In an intimate corner of a domestic interior, a young woman sits facing the viewer, contemplating something unknown to us. She is most likely Marthe de Méligny, whom Bonnard met by chance on a Paris street late in 1893; pensive and moody, she became his lifelong companion and muse. “Though Bonnard never called her by her real name [Maria Boursin], never met her real family, she maintained a real presence in his life and inhabited the spaces of his work until the day she died,” Elizabeth Hutton Turner has written. “Her body and the physical closeness of their relationship engaged the painter as no other subject” (Pierre Bonnard: Early and Late, exh. cat., The Phillips Collection, Washington, D.C., 2002, p. 60).

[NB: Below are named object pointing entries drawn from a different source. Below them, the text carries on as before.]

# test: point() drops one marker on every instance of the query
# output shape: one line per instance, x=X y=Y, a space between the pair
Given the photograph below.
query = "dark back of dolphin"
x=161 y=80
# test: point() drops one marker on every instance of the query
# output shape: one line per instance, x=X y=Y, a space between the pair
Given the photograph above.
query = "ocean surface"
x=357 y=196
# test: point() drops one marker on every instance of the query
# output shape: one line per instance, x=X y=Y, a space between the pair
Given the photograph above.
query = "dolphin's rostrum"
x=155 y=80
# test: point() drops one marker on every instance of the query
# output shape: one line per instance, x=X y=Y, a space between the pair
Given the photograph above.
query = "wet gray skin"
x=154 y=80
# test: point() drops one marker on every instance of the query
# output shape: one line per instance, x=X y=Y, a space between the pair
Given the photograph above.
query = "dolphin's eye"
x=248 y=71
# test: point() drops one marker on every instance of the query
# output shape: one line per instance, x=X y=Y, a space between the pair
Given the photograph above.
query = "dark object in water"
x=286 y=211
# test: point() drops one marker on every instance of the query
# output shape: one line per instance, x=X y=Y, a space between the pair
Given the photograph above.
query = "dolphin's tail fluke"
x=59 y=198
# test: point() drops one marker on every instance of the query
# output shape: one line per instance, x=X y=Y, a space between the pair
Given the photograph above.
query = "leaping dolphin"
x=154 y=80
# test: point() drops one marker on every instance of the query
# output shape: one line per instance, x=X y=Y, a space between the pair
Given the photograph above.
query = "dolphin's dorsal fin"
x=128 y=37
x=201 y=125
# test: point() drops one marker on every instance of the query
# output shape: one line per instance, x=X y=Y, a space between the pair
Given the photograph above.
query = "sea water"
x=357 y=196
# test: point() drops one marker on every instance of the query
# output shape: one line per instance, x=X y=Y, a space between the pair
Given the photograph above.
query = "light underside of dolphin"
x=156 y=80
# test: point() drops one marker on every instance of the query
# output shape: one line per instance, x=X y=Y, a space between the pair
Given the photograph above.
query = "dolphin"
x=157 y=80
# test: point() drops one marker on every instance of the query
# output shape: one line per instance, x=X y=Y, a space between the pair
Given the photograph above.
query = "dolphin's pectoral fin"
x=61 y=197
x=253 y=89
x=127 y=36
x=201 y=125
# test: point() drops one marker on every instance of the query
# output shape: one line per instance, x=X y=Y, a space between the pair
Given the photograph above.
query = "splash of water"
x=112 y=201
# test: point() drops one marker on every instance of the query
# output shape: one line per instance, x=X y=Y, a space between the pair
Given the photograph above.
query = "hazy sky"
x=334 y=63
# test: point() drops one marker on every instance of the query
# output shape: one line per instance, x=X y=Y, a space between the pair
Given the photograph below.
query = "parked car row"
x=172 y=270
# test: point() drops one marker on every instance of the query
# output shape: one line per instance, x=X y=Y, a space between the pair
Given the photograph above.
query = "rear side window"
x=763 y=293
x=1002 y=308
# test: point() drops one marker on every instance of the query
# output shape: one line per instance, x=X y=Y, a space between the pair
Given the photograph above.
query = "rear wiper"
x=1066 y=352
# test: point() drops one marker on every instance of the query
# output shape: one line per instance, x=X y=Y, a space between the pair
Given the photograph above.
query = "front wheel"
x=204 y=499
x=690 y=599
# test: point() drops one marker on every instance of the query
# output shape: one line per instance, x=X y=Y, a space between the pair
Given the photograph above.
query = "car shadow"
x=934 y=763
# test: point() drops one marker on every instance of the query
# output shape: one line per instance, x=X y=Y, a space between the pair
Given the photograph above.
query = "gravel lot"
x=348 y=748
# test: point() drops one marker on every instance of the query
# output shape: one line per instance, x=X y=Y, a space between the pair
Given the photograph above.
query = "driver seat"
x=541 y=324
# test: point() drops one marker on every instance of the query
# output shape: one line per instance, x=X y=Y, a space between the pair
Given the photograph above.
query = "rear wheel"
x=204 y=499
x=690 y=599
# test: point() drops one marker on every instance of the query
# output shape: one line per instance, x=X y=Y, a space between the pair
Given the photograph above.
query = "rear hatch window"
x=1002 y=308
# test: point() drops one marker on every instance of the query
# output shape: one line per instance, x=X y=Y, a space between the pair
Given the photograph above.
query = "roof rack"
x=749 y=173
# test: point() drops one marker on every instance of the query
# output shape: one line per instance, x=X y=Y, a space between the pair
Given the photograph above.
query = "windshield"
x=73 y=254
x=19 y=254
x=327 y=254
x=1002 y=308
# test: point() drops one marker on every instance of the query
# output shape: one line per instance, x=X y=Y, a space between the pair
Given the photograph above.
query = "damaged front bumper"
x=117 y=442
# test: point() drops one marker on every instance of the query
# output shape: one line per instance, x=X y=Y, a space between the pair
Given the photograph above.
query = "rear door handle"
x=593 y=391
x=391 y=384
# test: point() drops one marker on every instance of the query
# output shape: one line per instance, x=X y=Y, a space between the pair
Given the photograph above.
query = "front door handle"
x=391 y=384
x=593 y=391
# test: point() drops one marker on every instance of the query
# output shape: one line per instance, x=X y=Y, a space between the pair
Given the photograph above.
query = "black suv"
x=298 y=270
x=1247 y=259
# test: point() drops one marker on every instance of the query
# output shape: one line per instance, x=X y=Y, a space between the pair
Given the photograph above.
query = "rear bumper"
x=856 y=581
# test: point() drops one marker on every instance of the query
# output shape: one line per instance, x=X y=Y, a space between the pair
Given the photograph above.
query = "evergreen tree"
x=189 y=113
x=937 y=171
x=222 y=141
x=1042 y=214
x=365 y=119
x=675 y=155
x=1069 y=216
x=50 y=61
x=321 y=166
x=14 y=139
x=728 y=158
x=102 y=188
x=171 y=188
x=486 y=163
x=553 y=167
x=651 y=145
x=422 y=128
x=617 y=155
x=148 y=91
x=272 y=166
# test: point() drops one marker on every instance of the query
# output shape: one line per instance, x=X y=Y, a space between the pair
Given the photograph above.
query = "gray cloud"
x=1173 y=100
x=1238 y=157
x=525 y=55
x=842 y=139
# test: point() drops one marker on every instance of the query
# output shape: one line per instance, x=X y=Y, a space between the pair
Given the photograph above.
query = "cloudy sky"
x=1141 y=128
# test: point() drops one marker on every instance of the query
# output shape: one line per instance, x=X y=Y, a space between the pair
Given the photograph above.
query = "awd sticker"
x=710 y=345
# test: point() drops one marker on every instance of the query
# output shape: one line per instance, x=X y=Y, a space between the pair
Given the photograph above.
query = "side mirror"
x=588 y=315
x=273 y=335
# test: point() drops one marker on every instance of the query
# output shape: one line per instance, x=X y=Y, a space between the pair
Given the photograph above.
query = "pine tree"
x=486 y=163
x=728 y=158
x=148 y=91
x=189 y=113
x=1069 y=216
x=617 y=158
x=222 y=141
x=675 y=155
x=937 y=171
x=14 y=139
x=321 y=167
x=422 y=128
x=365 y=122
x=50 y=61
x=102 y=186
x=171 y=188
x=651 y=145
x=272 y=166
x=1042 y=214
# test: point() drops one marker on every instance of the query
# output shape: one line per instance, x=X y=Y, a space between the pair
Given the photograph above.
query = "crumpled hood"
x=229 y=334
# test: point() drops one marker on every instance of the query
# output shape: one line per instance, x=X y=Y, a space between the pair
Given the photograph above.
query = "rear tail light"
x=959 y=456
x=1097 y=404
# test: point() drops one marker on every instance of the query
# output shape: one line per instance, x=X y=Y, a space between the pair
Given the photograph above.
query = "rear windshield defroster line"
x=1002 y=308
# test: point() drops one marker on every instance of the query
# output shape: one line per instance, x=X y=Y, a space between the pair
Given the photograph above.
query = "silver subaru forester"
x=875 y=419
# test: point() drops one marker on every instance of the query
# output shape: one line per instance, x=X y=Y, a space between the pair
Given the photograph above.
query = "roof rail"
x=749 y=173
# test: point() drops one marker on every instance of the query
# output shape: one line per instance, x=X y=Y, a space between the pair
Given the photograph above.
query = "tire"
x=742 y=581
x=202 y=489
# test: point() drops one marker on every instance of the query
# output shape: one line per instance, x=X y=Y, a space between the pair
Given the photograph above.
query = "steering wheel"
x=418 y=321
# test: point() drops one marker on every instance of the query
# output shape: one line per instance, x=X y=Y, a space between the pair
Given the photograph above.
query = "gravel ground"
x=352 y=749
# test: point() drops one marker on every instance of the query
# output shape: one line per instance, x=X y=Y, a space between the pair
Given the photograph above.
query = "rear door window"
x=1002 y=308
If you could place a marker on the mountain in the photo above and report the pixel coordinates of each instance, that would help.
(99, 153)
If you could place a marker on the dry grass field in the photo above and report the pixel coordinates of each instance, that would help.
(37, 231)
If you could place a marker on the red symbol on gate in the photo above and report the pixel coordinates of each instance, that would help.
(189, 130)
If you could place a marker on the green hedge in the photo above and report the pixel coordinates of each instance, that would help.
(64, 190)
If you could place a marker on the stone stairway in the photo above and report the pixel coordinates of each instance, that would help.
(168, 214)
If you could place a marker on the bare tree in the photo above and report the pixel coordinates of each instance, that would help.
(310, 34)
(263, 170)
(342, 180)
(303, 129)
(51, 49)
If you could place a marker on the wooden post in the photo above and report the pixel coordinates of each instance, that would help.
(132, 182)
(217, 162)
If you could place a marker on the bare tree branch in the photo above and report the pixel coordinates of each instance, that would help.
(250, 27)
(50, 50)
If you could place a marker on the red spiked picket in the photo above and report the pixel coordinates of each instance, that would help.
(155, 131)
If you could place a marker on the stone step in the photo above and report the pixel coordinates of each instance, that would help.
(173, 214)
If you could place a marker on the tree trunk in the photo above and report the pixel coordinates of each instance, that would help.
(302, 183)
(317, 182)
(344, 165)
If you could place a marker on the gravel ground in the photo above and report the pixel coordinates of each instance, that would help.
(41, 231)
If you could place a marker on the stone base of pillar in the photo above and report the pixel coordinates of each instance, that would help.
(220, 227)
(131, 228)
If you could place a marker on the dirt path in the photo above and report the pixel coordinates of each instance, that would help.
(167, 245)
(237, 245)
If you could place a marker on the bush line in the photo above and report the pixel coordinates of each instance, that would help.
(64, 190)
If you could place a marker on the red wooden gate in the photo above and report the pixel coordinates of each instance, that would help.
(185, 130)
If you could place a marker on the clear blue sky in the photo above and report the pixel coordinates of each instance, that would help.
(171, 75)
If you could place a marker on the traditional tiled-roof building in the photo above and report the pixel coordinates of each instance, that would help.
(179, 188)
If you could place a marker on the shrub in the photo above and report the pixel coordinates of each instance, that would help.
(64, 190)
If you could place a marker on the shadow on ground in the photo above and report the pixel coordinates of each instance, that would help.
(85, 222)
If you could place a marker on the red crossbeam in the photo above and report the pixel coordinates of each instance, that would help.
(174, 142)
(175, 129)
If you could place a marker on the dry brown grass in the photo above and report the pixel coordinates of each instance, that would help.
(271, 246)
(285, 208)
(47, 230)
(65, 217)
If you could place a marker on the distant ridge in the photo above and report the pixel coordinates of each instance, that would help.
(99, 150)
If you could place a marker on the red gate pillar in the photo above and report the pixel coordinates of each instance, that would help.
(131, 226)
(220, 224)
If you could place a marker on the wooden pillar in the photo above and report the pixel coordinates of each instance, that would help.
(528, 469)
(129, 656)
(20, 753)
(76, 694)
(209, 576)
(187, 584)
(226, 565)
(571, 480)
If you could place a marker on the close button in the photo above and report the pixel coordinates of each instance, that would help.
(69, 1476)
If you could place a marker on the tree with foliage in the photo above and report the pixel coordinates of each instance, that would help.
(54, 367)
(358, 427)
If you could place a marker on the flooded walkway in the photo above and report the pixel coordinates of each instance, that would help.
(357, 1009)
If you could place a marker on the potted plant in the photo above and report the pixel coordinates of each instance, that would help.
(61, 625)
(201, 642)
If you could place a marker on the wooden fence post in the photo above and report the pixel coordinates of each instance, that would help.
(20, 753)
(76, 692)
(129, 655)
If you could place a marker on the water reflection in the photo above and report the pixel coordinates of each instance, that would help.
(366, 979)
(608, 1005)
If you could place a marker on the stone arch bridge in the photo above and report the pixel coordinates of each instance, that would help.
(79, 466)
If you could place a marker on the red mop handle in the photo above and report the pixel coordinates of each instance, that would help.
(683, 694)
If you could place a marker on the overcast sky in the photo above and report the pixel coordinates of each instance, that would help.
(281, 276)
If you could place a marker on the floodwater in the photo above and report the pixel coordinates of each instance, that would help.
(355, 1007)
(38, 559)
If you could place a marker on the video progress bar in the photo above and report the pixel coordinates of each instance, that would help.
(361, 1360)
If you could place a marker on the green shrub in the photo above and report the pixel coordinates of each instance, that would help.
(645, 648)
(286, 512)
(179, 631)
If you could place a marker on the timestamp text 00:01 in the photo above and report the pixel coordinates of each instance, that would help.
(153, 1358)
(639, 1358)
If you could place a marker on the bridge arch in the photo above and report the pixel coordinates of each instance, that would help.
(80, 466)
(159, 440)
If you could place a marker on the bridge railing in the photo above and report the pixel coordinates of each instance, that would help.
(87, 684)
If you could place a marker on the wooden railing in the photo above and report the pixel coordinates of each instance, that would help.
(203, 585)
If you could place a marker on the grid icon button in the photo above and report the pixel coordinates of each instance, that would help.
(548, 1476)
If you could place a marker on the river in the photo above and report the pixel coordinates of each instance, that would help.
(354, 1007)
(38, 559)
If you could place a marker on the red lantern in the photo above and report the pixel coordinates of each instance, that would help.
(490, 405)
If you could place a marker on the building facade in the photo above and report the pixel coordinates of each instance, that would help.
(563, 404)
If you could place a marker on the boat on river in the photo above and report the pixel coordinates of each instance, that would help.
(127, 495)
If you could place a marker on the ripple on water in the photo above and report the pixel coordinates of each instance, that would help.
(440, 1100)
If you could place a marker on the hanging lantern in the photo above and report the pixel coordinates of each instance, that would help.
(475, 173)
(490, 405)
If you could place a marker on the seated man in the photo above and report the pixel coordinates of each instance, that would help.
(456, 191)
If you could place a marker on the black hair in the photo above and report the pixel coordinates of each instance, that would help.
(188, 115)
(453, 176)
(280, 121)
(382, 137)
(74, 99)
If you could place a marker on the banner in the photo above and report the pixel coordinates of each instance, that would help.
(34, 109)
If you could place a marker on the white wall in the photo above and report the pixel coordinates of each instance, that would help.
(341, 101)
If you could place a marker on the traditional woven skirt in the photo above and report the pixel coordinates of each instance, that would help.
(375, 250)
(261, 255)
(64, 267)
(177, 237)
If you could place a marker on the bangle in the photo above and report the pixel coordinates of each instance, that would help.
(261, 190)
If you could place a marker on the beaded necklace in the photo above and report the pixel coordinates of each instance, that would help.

Marthe is a pervasive presence in Bonnard's paintings, sometimes hovering on the periphery of the scene, other times (as here) providing the focal point of the composition. Timothy Hyman has written, "After 1923 Bonnard's art becomes 'about' Marthe, centered in this single person, to a degree unprecedented in any earlier painting...It was his desire to draw and paint her, more than anything else, that brought about the development of his style, from its brilliant decorative beginnings to the formal strength and realism of its maturity" (Bonnard, London, 1998, p. 129).
Bonnard depicted Marthe in a variety of different spaces in their home: most often, the garden, the dining room, their small sitting room, and the bathroom, where she spent hours each day washing and soaking as a treatment for chronic ill health. His working practice was to sketch from life and then paint from memory in the studio; as he explained, "There is always the risk with direct observation that [the painter] will become sidetracked by incidentals and lose sight of the initial idea" (quoted in Pierre Bonnard: The Late Still Lifes and Interiors, exh. cat., The Metropolitan Museum of Art, New York, 2009, p. 64).
Sasha Newman has explained, "As Marthe aged, Bonnard continued to paint her looking almost exactly as she had done when young. One can sense the idealism, the tenderness, and the dreams of his youth which inspired these images of the solitary, haunting figure of Marthe" (Bonnard: The Late Paintings, exh. cat., Phillips Collection, Washington, D.C., 1984, p. 196). The paintings of Marthe often suggest a stolen glance of a private moment; Bonnard strove "to show what one sees when one enters a room all of a sudden," as he wrote in his diary (quoted in op. cit., exh. cat., 1998, p. 37).